Multiplying Complex Numbers - Problem 1 3,514 views
Multiplying complex or imaginary numbers. Whenever we multiply complex and imaginary numbers they behave a lot like anything else that we multiply.
However what we have to do when we have to when we’re dealing with the square root of negatives is we’re used to being able to combine square roots of square roots. We have the square root of 3 times the square root of 5, we can rewrite this as the square root of 15. It’s a little bit more complicated when we’re dealing with the square root of negative numbers. What we have to do first is to rewrite them as i’s. We are going to have to simplify these up before we even combine them.

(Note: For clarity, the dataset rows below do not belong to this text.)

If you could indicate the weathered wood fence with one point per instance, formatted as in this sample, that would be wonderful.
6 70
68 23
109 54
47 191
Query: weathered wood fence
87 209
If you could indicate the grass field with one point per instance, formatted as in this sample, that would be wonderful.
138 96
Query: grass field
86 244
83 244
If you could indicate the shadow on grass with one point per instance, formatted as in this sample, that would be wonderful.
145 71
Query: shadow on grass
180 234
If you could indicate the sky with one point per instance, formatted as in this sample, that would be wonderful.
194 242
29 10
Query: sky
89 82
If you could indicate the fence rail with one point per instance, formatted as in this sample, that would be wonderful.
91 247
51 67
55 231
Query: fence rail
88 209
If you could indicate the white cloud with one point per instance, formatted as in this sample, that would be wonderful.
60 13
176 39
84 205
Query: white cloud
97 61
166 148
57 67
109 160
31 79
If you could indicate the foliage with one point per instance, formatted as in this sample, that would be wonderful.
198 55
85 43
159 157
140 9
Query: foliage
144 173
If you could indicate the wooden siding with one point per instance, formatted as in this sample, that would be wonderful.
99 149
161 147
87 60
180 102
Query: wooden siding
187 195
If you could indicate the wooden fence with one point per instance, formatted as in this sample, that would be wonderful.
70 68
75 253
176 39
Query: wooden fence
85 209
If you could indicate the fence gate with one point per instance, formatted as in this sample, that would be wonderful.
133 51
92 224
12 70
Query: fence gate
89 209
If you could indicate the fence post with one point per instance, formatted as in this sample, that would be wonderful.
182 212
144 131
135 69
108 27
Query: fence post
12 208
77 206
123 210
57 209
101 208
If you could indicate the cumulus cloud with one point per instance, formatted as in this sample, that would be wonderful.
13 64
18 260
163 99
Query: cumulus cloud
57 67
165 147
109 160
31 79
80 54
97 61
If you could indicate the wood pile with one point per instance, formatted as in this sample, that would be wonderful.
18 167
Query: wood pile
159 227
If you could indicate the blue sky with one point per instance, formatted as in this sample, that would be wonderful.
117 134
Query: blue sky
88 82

So what we can do is we can break this down and so this is going to be equal to the square root of 8 and the square root of -1 and we also have the square root of 50 times the square root of -1. Now we have a couple of approaches on how we could solve this out. What we could do is we could simplify the square root of 8 independently and the square root of 50 independently and then multiply those together or we could do what we did right over here and combine those two square roots but we have to deal with the -1's separately. That’s what I’m going to do, either one is going to be perfectly fine.
What that ends up giving us is the square root of 8 and the square root of 50 as one unit and we have square root of -1, square root of -1 as another. We’re going to have to rewrite these square roots of -1's as i’s, so what we really have over here is i times i which is the same thing as i². Square root of 8 times 50 is the same thing as the square root of 400. Square root of 400 is 20. So what we have here is 20 times i². i² if you remember is the same thing as -1, so we can substitute that in here, this is -1. We really have 20 times -1 which is -20.
If we would have multiplied these through together beforehand, our negatives would have cancelled and just given us the answer 20. We always, always, always have to rewrite in terms of i’s when we’re dealing with the square root of negative number, other than that it’s the same exact thing as we already know.